A cette question propre au jeu s'ajoute celle de la gestion de la variance. Déjà qu'à 1.000 mains par jour, on en souffre durement online, à 100 mains par jour le jeu live vous fait vivre de longs trends où soit vous pensez que vous êtes béni des dieux, soit vous imaginez que vous êtes maudit. Ces émotions, l'auteur nous les restitue brutes de fonderie, et toujours, dans ces moments cruels d'isolement et de souffrance, il trouvait sa dernière bouée : son père et les principes qu'il lui avait inculqués. Jeanne entendait des voix, Pierre aussi, mais c'était celle de son père qui lui disait de tenir dans les moments difficiles. Et Pierre nous le redit : il jouait tous les jours. Au fil des années, il allait dans des parties bien établies, régulières, jouées dans des endroits stables… jusqu'au jour où il a décidé de monter la sienne.

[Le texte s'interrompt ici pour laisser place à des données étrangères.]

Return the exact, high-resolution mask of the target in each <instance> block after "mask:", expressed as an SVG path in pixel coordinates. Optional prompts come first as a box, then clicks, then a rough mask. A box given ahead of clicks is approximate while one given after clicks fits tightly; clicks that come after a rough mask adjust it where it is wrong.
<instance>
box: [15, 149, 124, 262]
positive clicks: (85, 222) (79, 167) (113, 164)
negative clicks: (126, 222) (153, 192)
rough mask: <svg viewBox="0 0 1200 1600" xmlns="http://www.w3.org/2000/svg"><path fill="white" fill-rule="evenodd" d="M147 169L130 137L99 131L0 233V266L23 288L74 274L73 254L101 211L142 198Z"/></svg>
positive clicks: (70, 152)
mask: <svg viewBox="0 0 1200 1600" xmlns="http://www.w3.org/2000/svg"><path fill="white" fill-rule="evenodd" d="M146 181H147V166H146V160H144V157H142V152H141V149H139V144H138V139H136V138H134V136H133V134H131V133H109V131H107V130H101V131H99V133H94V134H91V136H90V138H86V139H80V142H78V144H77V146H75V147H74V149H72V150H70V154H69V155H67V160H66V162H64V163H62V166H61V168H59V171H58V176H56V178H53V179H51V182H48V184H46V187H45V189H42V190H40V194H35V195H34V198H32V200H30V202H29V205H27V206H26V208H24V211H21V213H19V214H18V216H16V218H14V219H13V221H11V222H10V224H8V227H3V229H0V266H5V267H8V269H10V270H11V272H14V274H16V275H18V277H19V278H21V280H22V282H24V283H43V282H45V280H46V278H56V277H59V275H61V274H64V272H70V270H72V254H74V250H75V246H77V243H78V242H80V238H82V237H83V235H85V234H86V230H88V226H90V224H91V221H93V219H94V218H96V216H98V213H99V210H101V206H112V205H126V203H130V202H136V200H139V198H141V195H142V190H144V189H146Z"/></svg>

L'auteur n'est pas avare en détails sur les joueurs, il les nomme même -- j'en ai reconnu quelques-uns, dont le plus marquant est sans doute le truculent Robert Cohen, qui avait participé comme coach aux poker camps brésiliens en 2006-2007, dont les comptes rendus figurent encore dans ce blog.
J'ajouterai pour terminer que ce livre restitue le parcours d'un homme qui a su tirer un revenu régulier du poker, sous couvert d'un job de cheminot à mi-temps, qui s'est même offert le luxe d'une place payée aux WSOP dans le senior de Vegas en 2014, et qui, comme tout joueur régulier, a connu les périodes grasses et les périodes crasses -- tout en conservant une famille et des enfants, ce qui est rare dans notre confrérie.
• "Tout ce que vous avez toujours voulu savoir sur la vie d'un joueur", éditions Maïa, 127 p., 21€.